First off it was separated from the rest of the road network by a berm of earth and then, once past the berm, it was a narrow gravel roadway, about ten feet wide. We didn’t explore further on that trip, but promised to come back and have a better look some time. That was today.
So we pedalled down there and stopped to have a look at the entrance. There was a sign-post at the entrance, but no sign on it – it looked like someone had swiped it.
The Rhoades Car easily climbed the berm in one of the lower gears and we were away on what looked like a recreational trail. The scenery was very pleasant and the road wide enough for comfort. We stopped and took a few photos in a couple of places.
The map showed that the road joined onto Albion Road near the racetrack/casino a mile or so distant. In the meantime we enjoyed the warm summer air and the country scenes.
We passed a side track that seemed to branch out into a pit area where more trails went east. The entrance was guarded by two boulders that narrowed the entranceway, at what looked like it had been a farm entrance gate at some time.
The gravel roadway continued southeast. We wondered about its origins. Was it a road that had been abandoned and turned into a recreational trail or perhaps an old rail-bed? There weren’t many clues.
Finally we came to a high earth berm in the trail and went to recce it out on foot. The initial slope was reasonable and could be traversed by the quadracycle. Then it levelled out for a few yards and finally it plunged down a very steep slope to a perpendicular gravel track in the bottom of the ravine where one imagines a creek should be, but wasn’t. The trail then picked up on the other side climbing at an impossible angle up a hundred feet or so to continue on its way.
There was no sign that there had ever been a bridge there and surely it was no design for a road for cars. Even mountain bikes would have to be carried at least most of the way down and up again. Curious.

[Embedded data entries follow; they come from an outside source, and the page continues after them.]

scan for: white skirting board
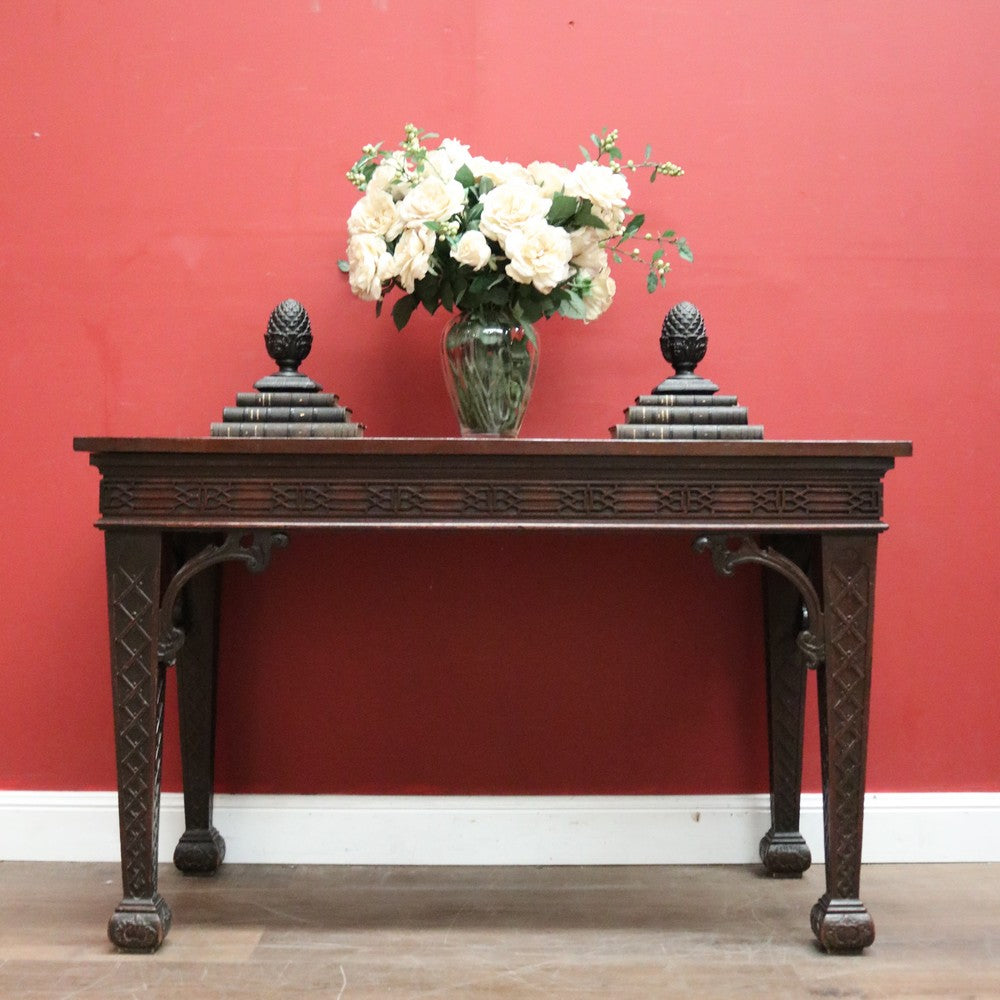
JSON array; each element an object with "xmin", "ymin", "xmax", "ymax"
[{"xmin": 0, "ymin": 791, "xmax": 1000, "ymax": 865}]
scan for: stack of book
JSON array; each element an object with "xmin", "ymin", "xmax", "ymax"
[
  {"xmin": 211, "ymin": 391, "xmax": 365, "ymax": 437},
  {"xmin": 611, "ymin": 302, "xmax": 764, "ymax": 441},
  {"xmin": 611, "ymin": 390, "xmax": 764, "ymax": 440}
]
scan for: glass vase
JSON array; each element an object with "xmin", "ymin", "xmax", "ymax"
[{"xmin": 441, "ymin": 311, "xmax": 538, "ymax": 437}]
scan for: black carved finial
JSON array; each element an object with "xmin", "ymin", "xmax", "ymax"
[
  {"xmin": 254, "ymin": 299, "xmax": 320, "ymax": 392},
  {"xmin": 653, "ymin": 302, "xmax": 719, "ymax": 394}
]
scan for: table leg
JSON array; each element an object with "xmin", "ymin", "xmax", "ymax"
[
  {"xmin": 760, "ymin": 535, "xmax": 815, "ymax": 878},
  {"xmin": 174, "ymin": 535, "xmax": 226, "ymax": 875},
  {"xmin": 104, "ymin": 529, "xmax": 170, "ymax": 951},
  {"xmin": 811, "ymin": 534, "xmax": 878, "ymax": 951}
]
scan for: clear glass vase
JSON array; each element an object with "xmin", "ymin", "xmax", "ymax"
[{"xmin": 441, "ymin": 311, "xmax": 538, "ymax": 437}]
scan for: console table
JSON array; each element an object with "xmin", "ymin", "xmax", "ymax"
[{"xmin": 74, "ymin": 438, "xmax": 911, "ymax": 951}]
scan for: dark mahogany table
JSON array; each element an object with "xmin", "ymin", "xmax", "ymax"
[{"xmin": 74, "ymin": 438, "xmax": 911, "ymax": 951}]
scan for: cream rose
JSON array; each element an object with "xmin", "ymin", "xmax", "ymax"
[
  {"xmin": 569, "ymin": 226, "xmax": 608, "ymax": 274},
  {"xmin": 347, "ymin": 233, "xmax": 396, "ymax": 302},
  {"xmin": 427, "ymin": 139, "xmax": 470, "ymax": 181},
  {"xmin": 399, "ymin": 176, "xmax": 465, "ymax": 229},
  {"xmin": 347, "ymin": 187, "xmax": 403, "ymax": 240},
  {"xmin": 393, "ymin": 226, "xmax": 436, "ymax": 292},
  {"xmin": 479, "ymin": 180, "xmax": 552, "ymax": 245},
  {"xmin": 505, "ymin": 219, "xmax": 573, "ymax": 295},
  {"xmin": 583, "ymin": 266, "xmax": 617, "ymax": 323},
  {"xmin": 469, "ymin": 156, "xmax": 534, "ymax": 184},
  {"xmin": 566, "ymin": 160, "xmax": 632, "ymax": 209},
  {"xmin": 451, "ymin": 229, "xmax": 493, "ymax": 271}
]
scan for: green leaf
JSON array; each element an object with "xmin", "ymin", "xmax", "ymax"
[
  {"xmin": 392, "ymin": 295, "xmax": 420, "ymax": 330},
  {"xmin": 622, "ymin": 214, "xmax": 646, "ymax": 240},
  {"xmin": 558, "ymin": 291, "xmax": 587, "ymax": 319},
  {"xmin": 441, "ymin": 279, "xmax": 455, "ymax": 312},
  {"xmin": 545, "ymin": 193, "xmax": 579, "ymax": 226},
  {"xmin": 455, "ymin": 163, "xmax": 476, "ymax": 188},
  {"xmin": 413, "ymin": 274, "xmax": 441, "ymax": 316},
  {"xmin": 572, "ymin": 201, "xmax": 608, "ymax": 229}
]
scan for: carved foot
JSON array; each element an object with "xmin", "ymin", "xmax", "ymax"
[
  {"xmin": 810, "ymin": 894, "xmax": 875, "ymax": 952},
  {"xmin": 760, "ymin": 827, "xmax": 812, "ymax": 878},
  {"xmin": 174, "ymin": 826, "xmax": 226, "ymax": 875},
  {"xmin": 108, "ymin": 893, "xmax": 170, "ymax": 952}
]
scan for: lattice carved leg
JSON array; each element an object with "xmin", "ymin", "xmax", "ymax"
[
  {"xmin": 105, "ymin": 529, "xmax": 170, "ymax": 952},
  {"xmin": 174, "ymin": 535, "xmax": 226, "ymax": 875},
  {"xmin": 760, "ymin": 535, "xmax": 814, "ymax": 878},
  {"xmin": 811, "ymin": 534, "xmax": 877, "ymax": 951},
  {"xmin": 158, "ymin": 531, "xmax": 288, "ymax": 875}
]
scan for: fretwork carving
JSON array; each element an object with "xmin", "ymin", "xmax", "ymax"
[
  {"xmin": 824, "ymin": 546, "xmax": 871, "ymax": 898},
  {"xmin": 101, "ymin": 477, "xmax": 881, "ymax": 522}
]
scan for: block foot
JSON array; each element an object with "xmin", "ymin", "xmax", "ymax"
[
  {"xmin": 108, "ymin": 893, "xmax": 170, "ymax": 953},
  {"xmin": 174, "ymin": 826, "xmax": 226, "ymax": 875},
  {"xmin": 760, "ymin": 828, "xmax": 812, "ymax": 878},
  {"xmin": 810, "ymin": 895, "xmax": 875, "ymax": 952}
]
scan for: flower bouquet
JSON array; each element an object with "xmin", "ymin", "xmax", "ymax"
[{"xmin": 340, "ymin": 125, "xmax": 692, "ymax": 435}]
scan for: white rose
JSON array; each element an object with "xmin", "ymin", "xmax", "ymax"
[
  {"xmin": 469, "ymin": 156, "xmax": 534, "ymax": 184},
  {"xmin": 583, "ymin": 266, "xmax": 616, "ymax": 323},
  {"xmin": 505, "ymin": 219, "xmax": 573, "ymax": 295},
  {"xmin": 479, "ymin": 180, "xmax": 552, "ymax": 245},
  {"xmin": 347, "ymin": 233, "xmax": 395, "ymax": 302},
  {"xmin": 569, "ymin": 226, "xmax": 608, "ymax": 274},
  {"xmin": 438, "ymin": 139, "xmax": 469, "ymax": 167},
  {"xmin": 347, "ymin": 189, "xmax": 403, "ymax": 240},
  {"xmin": 526, "ymin": 160, "xmax": 572, "ymax": 197},
  {"xmin": 393, "ymin": 226, "xmax": 436, "ymax": 292},
  {"xmin": 427, "ymin": 139, "xmax": 469, "ymax": 181},
  {"xmin": 451, "ymin": 229, "xmax": 493, "ymax": 271},
  {"xmin": 399, "ymin": 175, "xmax": 465, "ymax": 229},
  {"xmin": 566, "ymin": 160, "xmax": 631, "ymax": 209}
]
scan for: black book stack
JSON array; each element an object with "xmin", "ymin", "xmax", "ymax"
[
  {"xmin": 211, "ymin": 299, "xmax": 365, "ymax": 437},
  {"xmin": 611, "ymin": 302, "xmax": 764, "ymax": 441}
]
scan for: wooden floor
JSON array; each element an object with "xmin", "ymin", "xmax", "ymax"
[{"xmin": 0, "ymin": 862, "xmax": 1000, "ymax": 1000}]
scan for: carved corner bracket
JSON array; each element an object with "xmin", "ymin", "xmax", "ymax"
[
  {"xmin": 694, "ymin": 535, "xmax": 826, "ymax": 669},
  {"xmin": 157, "ymin": 531, "xmax": 288, "ymax": 664}
]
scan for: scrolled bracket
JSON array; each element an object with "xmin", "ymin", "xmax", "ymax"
[
  {"xmin": 157, "ymin": 531, "xmax": 288, "ymax": 664},
  {"xmin": 694, "ymin": 535, "xmax": 826, "ymax": 669}
]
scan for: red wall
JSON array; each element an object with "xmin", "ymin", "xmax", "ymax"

Clearly we were stymied and so we turned the quadracycle around by hand and, after snapping a few photos of the obstacle, proceeded back. Later I found it on Google satellite, but it doesn’t look as imposing an obstacle in 2D.
We stopped at the previously mentioned farm gate area to find that the boulders had been carefully placed to exclude four-wheeled vehicles, including us. That was two places that the quadracycle couldn’t go today. We were undaunted – after all we were there to explore, get some fresh air and exercise and we were doing all three.
We pedalled back to the start point and then proceeded back home via the blacktop roads.
All in all it was an interesting excursion. We need to do some digging around to find out what the story of “High Road” is. It looks like it has an interesting history.
In the meantime we are learning that the quadracycle can get to lots of places that you can’t take a car, but not quite as many as a mountain bike.